В меня постепенно входил этот звук, и я всегда начинал такой день с чувства, что отец страдает. Наверное, не меньше, чем страдала мать, когда болела перед смертью.
Я также понимал, что испытываю к нему жалость, страх за него, но не могу свои чувства проявить.
И в такие утра я вставал со своего дивана растерянным и грустным.
У зеркала он, стоя спиной ко мне, залепливает папиросной бумажкой порез.
- Мой бедненький, прям весь исполосовался, - говорит бабушка своему маленькому сынку, моему отцу.
Я по-настоящему пугался за его жизнь. Через скулу - две полоски порозовевшей бумаги.
Мы шли вечером с Волги. Он вел меня за руку. У ларька, постояв в очереди, отец выпил пивка, он так и говорил: не пиво, а пивко, а потом у других киосков еще, еще. На нашей улице он нырнул в глубокий, заросший сиренью двор, я за ним, он попросил меня постоять несколько минут под окнами.
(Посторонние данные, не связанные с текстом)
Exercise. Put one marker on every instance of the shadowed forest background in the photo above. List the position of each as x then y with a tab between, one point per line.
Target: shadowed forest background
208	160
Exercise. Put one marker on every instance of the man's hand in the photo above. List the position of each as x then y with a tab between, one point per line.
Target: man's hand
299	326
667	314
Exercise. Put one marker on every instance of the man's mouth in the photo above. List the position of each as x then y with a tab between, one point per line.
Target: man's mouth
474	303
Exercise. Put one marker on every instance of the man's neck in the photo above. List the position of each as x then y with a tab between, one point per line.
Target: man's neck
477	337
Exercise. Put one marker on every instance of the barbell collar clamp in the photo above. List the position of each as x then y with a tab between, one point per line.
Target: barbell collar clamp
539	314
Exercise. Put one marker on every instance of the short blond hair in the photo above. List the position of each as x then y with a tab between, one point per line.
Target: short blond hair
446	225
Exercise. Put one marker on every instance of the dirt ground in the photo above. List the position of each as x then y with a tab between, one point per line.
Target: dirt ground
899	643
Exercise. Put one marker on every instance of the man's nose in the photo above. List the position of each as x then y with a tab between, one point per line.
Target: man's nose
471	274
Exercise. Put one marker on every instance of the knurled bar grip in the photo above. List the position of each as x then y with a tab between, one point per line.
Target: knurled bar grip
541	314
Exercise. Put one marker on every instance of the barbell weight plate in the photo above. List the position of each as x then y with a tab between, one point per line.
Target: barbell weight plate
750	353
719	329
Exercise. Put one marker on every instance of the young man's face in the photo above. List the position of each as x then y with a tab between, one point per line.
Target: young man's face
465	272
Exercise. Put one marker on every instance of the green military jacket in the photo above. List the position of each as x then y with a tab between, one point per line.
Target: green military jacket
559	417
Он зашел к приятелю, тоже, как и он, автомобилисту, и я битый час безмерно долго ждал его во дворе, выковыривая камушки и стекляшки из незасеянного газона. Из утоптанной почвы торчали редкие сорняки.
Через весь двор наглой диагональю несколько раз спокойно прошла равнодушная кошка, не оборачиваясь на мои "кис-кис". Мне показалось, что, если отец не выйдет, жизнь моя перестанет быть человеческой, я переменюсь так, что смогу жить в ужасных темных сырых подвалах. Я почувствовал, как вечернее время муфтой скручивается вокруг меня, и я не смогу оттуда никогда выбраться, как моль.